If you waxed your traps use non-iodized salt to thaw out and dry the soil. Pour it right over you dirt in the sifter and sift away. Sodium Chloride "salt" will work to almost 0 degrees f.

I posted this before, but for an added assurity of trap action, the bottom of the bed is lined with wax paper at least 1/2 to 1 inch larger then the jaw spread. Crumble the paper in your hands first. so it doesn't make noise.

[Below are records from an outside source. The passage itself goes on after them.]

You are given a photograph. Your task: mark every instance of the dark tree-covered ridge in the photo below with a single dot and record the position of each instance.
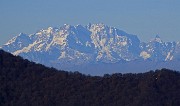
(24, 83)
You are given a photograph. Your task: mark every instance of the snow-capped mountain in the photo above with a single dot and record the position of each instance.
(73, 47)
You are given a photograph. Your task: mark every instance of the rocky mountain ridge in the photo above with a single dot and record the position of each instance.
(76, 46)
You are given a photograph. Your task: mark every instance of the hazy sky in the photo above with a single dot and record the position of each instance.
(145, 18)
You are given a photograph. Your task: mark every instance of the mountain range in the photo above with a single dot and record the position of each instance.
(94, 49)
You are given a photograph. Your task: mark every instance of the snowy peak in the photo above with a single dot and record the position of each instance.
(78, 45)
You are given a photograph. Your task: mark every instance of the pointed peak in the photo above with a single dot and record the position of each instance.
(157, 39)
(157, 36)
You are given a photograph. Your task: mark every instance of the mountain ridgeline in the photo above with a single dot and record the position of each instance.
(25, 83)
(86, 48)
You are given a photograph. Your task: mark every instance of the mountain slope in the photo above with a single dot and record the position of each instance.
(83, 47)
(26, 83)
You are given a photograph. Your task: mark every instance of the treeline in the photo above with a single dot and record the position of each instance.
(24, 83)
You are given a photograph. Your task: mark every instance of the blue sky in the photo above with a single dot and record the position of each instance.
(145, 18)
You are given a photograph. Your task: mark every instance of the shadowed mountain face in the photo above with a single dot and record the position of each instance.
(84, 48)
(25, 83)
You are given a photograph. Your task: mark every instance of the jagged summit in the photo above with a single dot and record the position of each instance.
(71, 46)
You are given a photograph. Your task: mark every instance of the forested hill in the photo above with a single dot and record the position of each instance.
(24, 83)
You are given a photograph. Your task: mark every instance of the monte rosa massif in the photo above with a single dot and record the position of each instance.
(94, 49)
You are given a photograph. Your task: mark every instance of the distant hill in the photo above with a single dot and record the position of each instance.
(25, 83)
(84, 48)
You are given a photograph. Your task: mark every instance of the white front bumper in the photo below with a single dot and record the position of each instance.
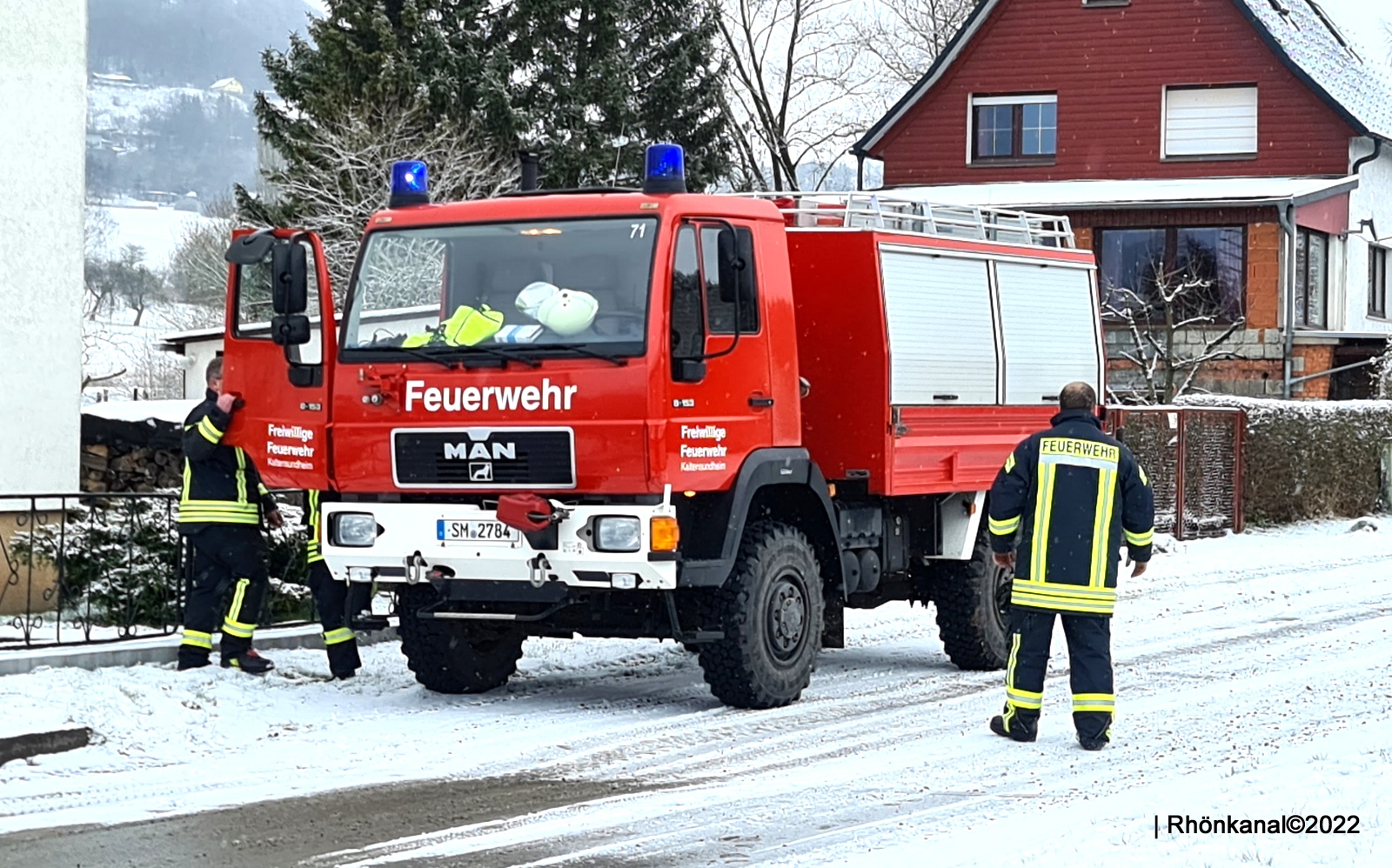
(408, 548)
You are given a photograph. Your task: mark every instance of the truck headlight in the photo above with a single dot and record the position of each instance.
(354, 529)
(619, 533)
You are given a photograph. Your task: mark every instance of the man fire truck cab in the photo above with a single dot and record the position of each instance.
(719, 419)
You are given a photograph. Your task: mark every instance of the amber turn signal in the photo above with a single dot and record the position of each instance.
(665, 533)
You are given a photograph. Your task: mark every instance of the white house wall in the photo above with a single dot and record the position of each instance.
(44, 141)
(1373, 197)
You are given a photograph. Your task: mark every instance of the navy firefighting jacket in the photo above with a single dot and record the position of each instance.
(220, 482)
(1065, 501)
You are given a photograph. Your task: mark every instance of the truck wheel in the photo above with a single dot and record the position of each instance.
(772, 612)
(454, 656)
(974, 603)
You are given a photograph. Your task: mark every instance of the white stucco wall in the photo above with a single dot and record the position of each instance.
(42, 152)
(1373, 199)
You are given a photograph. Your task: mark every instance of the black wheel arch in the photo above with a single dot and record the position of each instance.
(777, 483)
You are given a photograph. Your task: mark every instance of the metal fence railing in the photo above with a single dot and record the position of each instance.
(1194, 457)
(94, 568)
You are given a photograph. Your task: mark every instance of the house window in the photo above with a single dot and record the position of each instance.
(1210, 121)
(1312, 278)
(1378, 281)
(1014, 127)
(1201, 269)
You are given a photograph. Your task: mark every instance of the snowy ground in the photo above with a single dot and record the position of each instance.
(1252, 675)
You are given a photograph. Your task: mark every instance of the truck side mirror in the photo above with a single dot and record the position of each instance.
(689, 371)
(735, 252)
(290, 330)
(290, 278)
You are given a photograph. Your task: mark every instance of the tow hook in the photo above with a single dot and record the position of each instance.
(538, 569)
(415, 568)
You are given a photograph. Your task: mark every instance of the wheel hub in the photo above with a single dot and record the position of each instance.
(786, 618)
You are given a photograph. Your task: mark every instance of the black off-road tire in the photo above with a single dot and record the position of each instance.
(974, 604)
(772, 612)
(454, 656)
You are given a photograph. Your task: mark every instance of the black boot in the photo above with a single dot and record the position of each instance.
(248, 661)
(1021, 729)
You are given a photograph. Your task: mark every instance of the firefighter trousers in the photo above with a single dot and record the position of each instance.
(1089, 661)
(226, 558)
(331, 601)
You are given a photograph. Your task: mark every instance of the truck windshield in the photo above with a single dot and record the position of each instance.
(561, 283)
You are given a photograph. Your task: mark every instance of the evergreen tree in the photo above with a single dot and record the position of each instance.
(598, 81)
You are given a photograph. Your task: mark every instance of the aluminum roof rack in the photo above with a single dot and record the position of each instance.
(895, 213)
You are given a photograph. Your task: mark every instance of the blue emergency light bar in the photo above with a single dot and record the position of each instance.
(410, 184)
(666, 169)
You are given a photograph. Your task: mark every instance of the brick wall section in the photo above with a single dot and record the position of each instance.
(1312, 361)
(1263, 274)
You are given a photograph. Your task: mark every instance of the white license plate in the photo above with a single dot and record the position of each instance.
(475, 531)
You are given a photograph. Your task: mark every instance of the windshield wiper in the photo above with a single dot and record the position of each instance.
(584, 351)
(422, 354)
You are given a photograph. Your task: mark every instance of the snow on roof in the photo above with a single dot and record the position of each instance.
(1302, 32)
(1312, 41)
(174, 411)
(1072, 195)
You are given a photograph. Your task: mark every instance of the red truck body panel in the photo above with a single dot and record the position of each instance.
(849, 426)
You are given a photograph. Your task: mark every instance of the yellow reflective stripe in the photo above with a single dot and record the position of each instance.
(1141, 538)
(1016, 698)
(1094, 701)
(1103, 526)
(1043, 506)
(1023, 700)
(1004, 527)
(341, 635)
(238, 598)
(241, 476)
(240, 631)
(198, 638)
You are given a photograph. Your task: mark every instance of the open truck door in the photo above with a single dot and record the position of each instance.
(278, 340)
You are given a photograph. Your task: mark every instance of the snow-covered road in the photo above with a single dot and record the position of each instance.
(1253, 680)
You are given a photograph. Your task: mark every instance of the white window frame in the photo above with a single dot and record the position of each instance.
(1009, 99)
(1208, 155)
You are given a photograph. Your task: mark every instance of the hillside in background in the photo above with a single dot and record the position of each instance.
(190, 42)
(169, 100)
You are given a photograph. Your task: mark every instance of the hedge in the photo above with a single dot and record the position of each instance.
(1306, 459)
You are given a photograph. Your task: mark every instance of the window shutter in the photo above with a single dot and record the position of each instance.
(1208, 121)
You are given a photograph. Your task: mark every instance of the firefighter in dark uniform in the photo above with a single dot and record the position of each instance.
(331, 598)
(220, 511)
(1061, 508)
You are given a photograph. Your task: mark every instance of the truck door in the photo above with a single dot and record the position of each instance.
(720, 399)
(283, 383)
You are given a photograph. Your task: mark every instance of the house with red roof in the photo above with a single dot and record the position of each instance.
(1242, 142)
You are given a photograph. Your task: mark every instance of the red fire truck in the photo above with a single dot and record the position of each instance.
(651, 413)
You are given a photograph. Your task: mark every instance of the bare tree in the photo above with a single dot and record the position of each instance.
(908, 35)
(355, 155)
(1159, 324)
(198, 269)
(798, 86)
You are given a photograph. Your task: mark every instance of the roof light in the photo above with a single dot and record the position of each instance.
(410, 183)
(666, 170)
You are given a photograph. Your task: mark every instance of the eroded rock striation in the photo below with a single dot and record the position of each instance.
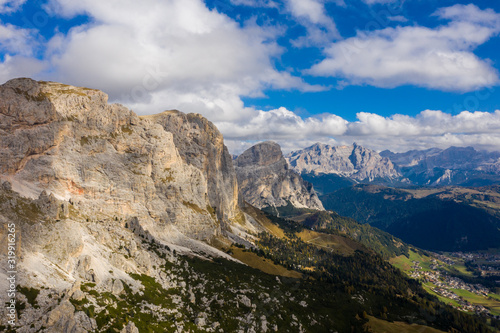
(266, 180)
(170, 169)
(91, 187)
(354, 162)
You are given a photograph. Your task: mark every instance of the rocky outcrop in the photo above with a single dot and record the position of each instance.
(171, 169)
(266, 180)
(353, 161)
(92, 189)
(201, 145)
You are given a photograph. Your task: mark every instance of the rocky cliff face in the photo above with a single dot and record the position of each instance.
(452, 166)
(71, 143)
(353, 161)
(87, 184)
(266, 180)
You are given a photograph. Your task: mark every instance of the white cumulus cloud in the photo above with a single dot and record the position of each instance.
(439, 58)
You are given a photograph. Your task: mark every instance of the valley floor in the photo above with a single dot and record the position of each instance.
(440, 276)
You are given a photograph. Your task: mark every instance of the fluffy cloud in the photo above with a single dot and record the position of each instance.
(321, 29)
(18, 46)
(428, 129)
(438, 58)
(255, 3)
(9, 6)
(142, 52)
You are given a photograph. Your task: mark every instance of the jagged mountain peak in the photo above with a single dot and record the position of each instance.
(352, 161)
(263, 153)
(450, 166)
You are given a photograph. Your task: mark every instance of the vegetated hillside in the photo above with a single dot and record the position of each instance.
(429, 222)
(126, 224)
(329, 222)
(369, 281)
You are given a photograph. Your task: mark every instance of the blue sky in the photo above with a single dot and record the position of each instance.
(387, 74)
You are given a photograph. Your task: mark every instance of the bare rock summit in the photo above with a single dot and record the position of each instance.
(266, 180)
(353, 161)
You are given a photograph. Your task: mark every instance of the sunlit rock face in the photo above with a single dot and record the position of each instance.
(266, 180)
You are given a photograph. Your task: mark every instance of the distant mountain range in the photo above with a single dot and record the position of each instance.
(452, 166)
(354, 162)
(332, 167)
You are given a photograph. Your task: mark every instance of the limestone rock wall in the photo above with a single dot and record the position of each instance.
(353, 161)
(172, 169)
(266, 180)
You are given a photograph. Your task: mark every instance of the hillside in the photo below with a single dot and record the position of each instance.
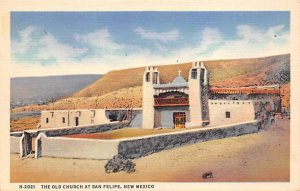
(40, 90)
(122, 88)
(238, 72)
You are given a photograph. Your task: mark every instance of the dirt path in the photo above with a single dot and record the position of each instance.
(257, 157)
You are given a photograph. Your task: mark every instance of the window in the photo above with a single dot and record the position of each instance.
(227, 114)
(194, 74)
(155, 78)
(147, 77)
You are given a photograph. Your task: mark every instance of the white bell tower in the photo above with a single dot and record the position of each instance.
(150, 78)
(198, 95)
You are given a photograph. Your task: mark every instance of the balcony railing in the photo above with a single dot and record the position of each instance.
(159, 102)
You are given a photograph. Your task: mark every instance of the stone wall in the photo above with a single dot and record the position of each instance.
(138, 147)
(237, 111)
(137, 119)
(134, 147)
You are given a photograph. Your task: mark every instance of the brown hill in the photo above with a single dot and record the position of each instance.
(122, 88)
(237, 72)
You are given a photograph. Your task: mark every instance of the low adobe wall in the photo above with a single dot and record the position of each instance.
(75, 148)
(53, 132)
(15, 144)
(139, 147)
(134, 147)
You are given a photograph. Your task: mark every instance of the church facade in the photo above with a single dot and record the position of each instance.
(186, 104)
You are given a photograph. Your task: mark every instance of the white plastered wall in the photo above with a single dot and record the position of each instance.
(240, 111)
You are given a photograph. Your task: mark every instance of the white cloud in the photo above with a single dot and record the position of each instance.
(247, 42)
(210, 36)
(163, 36)
(26, 40)
(50, 47)
(100, 38)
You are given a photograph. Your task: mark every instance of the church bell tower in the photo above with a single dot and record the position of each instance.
(150, 78)
(198, 95)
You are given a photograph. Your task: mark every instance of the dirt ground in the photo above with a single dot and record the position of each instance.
(264, 156)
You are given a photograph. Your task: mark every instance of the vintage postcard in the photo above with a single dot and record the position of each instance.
(144, 96)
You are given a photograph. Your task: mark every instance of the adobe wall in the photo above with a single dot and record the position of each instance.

Caution...keep your salt container dry dry or it will clump on you. I put mine in plastic grocery bag and spread it on the sifter full of dirt using the pour spout. If you manipulate it right it never leaves the bag.


----------



## hassell (Feb 9, 2010)

De-icing roads salt would not be used if the temps were -6C ( 18F ) or colder.


----------



## pokeyjeeper (Sep 5, 2013)

thank you for the info guys


----------



## Larry (Dec 2, 2010)

When I return and if I think about it. Ill take a series of photos of a few of my sets from beginning to end to help out. Til, then you be safe and Ill talk to you in a week or month! :hunter:

REMEMBER...COYOTES CAN"T FLY!!

Larry


----------



## pokeyjeeper (Sep 5, 2013)

that would be great thank you larry


----------